Rob's good luck pendant from the House of the Virgin Mary in Türkiye. (Photo: Sam Woripa Watson)

"I know he's travelled, and I don't know if he's been to Türkiye, but this is from the House of the Virgin Mary, which is in Türkiye... and so I'll wear that, and maybe it'll give me some luck, you know?"

Rob is one of 17 Australians who have committed to joining the flotilla and he says his experience serving in the army, including deployment to Afghanistan, prepared him for a journey like this.

He joined when he was 17 after getting kicked out of school, and he served for seven years. When he was accepted, his dad wouldn’t sign the paperwork unless he took on a trade, so he decided to be a fitter and did his apprenticeship with the army.

“I was the youngest soldier in my corp for nearly a full year.”

After completing his apprenticeship, his main role was in infantry battalions “to work on weapons and some small generators and chainsaws and things like that”. In his sixth year, he was sent to Townsville to work on boats, landing craft, zodiacs, and similar.

“When I heard about the flotilla forming again and I was talking to my friend, she said…my mechanical background and my experiences might be quite useful for them on the ground there.

“I hope that my skills are useful… I hope that we can get things as smooth as possible for running maintenance-wise and those sorts of things. That's what I want to wrap my head in when I get there.”

Rob says he feels honoured to participate, “like a small piece in the big cog of humanity”.

“It’s nice to try and scream for human rights. It’s nice to scream for the end of suffering, you know? It’s nice to try and hold evildoers to account.

“As a veteran, I’ve seen warfare. I’ve experienced being part of warfare, and I can say with confidence that what the Israelis are doing to the Palestinian people is not warfare.

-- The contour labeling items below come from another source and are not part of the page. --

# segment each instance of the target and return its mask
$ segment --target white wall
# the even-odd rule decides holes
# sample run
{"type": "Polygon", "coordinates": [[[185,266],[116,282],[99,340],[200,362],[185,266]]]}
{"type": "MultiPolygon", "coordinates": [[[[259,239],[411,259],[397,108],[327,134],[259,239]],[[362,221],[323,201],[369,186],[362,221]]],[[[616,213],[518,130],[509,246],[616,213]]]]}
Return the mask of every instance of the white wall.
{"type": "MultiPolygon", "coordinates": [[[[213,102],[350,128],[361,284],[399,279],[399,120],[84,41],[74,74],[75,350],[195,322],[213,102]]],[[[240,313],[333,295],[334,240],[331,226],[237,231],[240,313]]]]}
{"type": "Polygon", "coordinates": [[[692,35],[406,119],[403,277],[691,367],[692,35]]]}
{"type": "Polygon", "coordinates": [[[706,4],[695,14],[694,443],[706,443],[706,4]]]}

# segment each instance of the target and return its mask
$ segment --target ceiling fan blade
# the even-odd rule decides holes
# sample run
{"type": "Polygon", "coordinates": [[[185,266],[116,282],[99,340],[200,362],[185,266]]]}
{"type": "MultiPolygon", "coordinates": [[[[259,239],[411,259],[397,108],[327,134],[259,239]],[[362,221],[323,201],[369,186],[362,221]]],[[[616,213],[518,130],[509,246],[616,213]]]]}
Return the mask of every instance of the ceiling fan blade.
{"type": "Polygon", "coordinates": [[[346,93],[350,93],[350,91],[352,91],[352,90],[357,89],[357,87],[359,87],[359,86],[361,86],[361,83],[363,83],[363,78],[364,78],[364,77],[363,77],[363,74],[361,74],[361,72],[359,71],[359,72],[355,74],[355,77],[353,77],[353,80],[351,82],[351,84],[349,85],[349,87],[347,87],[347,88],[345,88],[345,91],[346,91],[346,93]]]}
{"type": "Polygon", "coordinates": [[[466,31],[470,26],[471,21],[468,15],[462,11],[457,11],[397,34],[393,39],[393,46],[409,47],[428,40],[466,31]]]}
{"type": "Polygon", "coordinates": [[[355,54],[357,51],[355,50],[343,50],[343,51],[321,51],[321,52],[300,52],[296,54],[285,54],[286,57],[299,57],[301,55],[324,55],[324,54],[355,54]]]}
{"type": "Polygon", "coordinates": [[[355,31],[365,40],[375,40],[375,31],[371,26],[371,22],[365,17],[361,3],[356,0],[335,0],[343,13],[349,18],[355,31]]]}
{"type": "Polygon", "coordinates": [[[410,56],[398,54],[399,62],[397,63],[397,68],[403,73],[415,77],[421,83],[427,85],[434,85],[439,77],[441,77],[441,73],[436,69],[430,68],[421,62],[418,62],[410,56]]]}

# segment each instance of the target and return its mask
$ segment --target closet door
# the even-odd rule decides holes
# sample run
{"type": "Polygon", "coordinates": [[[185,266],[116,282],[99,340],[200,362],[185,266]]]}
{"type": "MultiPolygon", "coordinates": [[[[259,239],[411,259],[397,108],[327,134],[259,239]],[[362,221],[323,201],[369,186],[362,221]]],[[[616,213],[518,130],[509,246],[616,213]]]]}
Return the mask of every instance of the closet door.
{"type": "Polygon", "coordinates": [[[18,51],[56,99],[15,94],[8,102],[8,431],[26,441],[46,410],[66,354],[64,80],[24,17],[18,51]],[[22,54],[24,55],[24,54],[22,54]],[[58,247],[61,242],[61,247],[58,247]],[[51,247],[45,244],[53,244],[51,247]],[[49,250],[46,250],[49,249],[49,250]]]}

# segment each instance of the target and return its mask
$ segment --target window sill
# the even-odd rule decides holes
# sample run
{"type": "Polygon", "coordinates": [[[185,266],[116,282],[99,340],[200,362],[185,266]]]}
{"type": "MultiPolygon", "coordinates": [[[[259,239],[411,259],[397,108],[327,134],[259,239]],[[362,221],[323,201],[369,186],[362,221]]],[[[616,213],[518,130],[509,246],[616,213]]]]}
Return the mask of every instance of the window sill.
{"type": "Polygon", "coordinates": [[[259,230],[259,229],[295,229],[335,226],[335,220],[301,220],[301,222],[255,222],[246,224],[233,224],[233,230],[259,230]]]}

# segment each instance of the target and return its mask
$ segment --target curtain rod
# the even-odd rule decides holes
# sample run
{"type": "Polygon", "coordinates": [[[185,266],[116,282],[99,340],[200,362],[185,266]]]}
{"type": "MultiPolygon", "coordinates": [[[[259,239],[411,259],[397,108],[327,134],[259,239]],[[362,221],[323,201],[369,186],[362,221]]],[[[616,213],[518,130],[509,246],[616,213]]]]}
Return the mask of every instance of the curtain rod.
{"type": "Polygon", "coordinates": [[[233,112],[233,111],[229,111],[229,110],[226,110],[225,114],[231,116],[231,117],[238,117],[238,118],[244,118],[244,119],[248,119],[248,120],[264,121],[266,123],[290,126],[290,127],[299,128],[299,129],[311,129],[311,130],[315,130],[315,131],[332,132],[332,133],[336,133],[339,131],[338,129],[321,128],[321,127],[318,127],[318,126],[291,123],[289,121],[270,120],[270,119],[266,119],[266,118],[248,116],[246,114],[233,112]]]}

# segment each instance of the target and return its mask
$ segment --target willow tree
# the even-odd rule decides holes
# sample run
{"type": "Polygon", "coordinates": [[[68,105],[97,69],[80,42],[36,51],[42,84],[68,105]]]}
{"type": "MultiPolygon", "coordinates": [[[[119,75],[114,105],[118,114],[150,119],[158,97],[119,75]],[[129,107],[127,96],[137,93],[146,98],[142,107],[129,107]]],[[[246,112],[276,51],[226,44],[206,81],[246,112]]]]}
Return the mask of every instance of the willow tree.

“The conditions on the ground in Palestine, that Palestinian people are living through, are worse than hell. They’re being starved. They’re losing their medical facilities and schools, and to call it anything but a genocide is not acknowledging reality.”

Rob says he’s “definitely nervous” about the safety of the flotilla participants from attacks and detention by the IOF.

“To say I'm not nervous or anything would be a lie… You’d be silly not to be nervous to sail into a naval blockade.

“Probably the most important thing for us to remember as civilians is that we are entering a conflict zone, and that being detained by a military force is a little different from being detained by a policing force… There’ll be guns pointed at us. We need to ensure that they know that we're compliant and not aggressive.

“From my limited personal experience with those sort of environments…as the person on the other end of the gun, you don’t know what’s going on. There's a lot of scenarios you can run through your mind of what's going to happen.”

Participants in the September 2025 mission were detained in Israel’s Ketziot Prison for a week, and reported sexual assaults, beatings, threats to themselves and their families, and continued denial of food, water and critical medication.

Even with these risks, Rob says it’s a privilege to participate.

“I think it’s really important for us as Australians, and we’re privileged – not all of us – [but we], as people with the ability to, should look more towards helping raise everyone else up. Australia has become complicit in the genocide that’s happening in Palestine through their support of the Israeli government, and their refusal to call them out.

“Human rights are everyone’s rights, and if we’re going to allow this tumbleweed of human destruction to start in one area of the world, in a globalised world…then what’s to stop that tumbleweed rolling back around to us? We can’t build a good future society on the ashes of horrible crimes.”

When we ask Rob if he has anything else to say, he says he’ll miss his dogs the most.

“I’m a little inseparable from my dogs. I've got 3 mongrels… They’ll be quite happy to see me when I come home.”